Why aren’t developers familiar with the new Microsoft Edge?


I realize there are developers out there that know about the new Microsoft Edge, but my experience is quite the opposite. I work in a software/web development group for a company, and I’m amazed that my peers aren’t familiar with the new Chromium-based Edge. We are very much a Microsoft shop (Visual Studio, O365, Azure, etc.), but I’m always having to explain to them that there’s new version of Edge, and that it’s not the same as what they know about legacy Edge or IE. (We all know devs hate them and use Chrome as the standard.) I explain to them that the new Edge is based on Chromium – so it’s basically the same as Chrome but without the Google bits, and that the developer tools is even the same or better with Visual Studio.
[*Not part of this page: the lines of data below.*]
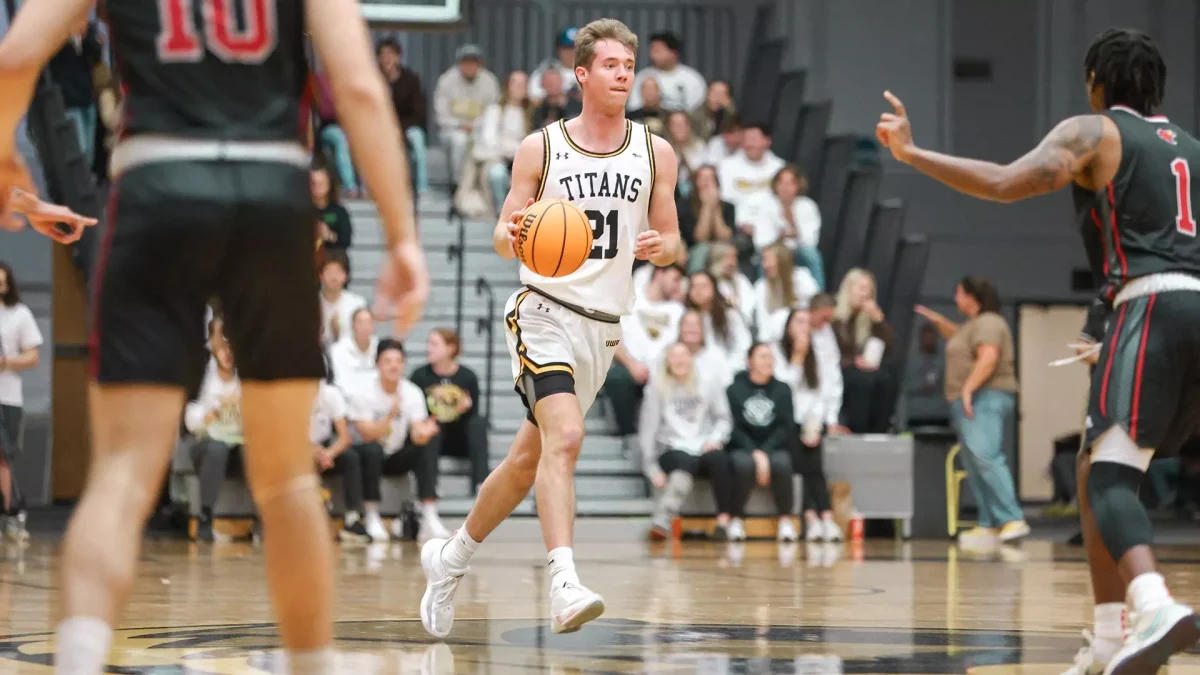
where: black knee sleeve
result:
[1087,461,1152,562]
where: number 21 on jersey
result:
[1171,157,1196,237]
[157,0,277,65]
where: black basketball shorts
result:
[1085,291,1200,456]
[90,161,325,392]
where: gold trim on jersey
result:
[504,288,575,382]
[558,120,634,160]
[533,127,550,202]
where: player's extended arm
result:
[649,136,679,267]
[0,0,96,159]
[876,92,1104,203]
[492,131,546,261]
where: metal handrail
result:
[475,276,496,426]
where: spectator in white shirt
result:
[685,271,754,372]
[0,262,43,530]
[529,28,578,103]
[638,342,732,539]
[308,360,368,542]
[349,339,450,542]
[470,71,533,210]
[704,113,743,165]
[716,124,784,214]
[433,44,500,181]
[184,338,244,542]
[775,310,842,542]
[604,265,683,440]
[625,31,708,112]
[745,165,824,291]
[754,243,821,342]
[320,251,367,347]
[329,307,379,398]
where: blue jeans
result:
[950,389,1025,528]
[404,126,430,193]
[320,124,359,190]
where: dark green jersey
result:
[1073,106,1200,293]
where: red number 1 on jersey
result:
[158,0,277,64]
[1171,157,1196,237]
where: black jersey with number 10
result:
[104,0,308,141]
[1074,107,1200,293]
They say “cool” but don’t even bother to check it out, and continue to use Chrome for their development and debugging. Even my friend, who works for a different company, had the same reaction. Now, I wouldn’t expect regular users to know the difference, but web developers…come on. I understand old habits are hard to change, but it seems like they should at least know about the new Edge and what it is. Am I expecting too much of them? Anyone else have a similar experience?

Comments (10)

10 responses to “Why aren’t developers familiar with the new Microsoft Edge?”

  1. rkpatrick

    I've preferred MS browsers as my primary development platform (for web apps) until Edge. Originally, my problem with it was that it was too unstable (and it's hard to overstate this...it was a nightmare when it came out). But also, I think the dev tools panel took a step back in usability with Edge; a lot more clicking just for simple things like changing a watch...it's like the UI widgets are incompletely emulating the Windows widgets.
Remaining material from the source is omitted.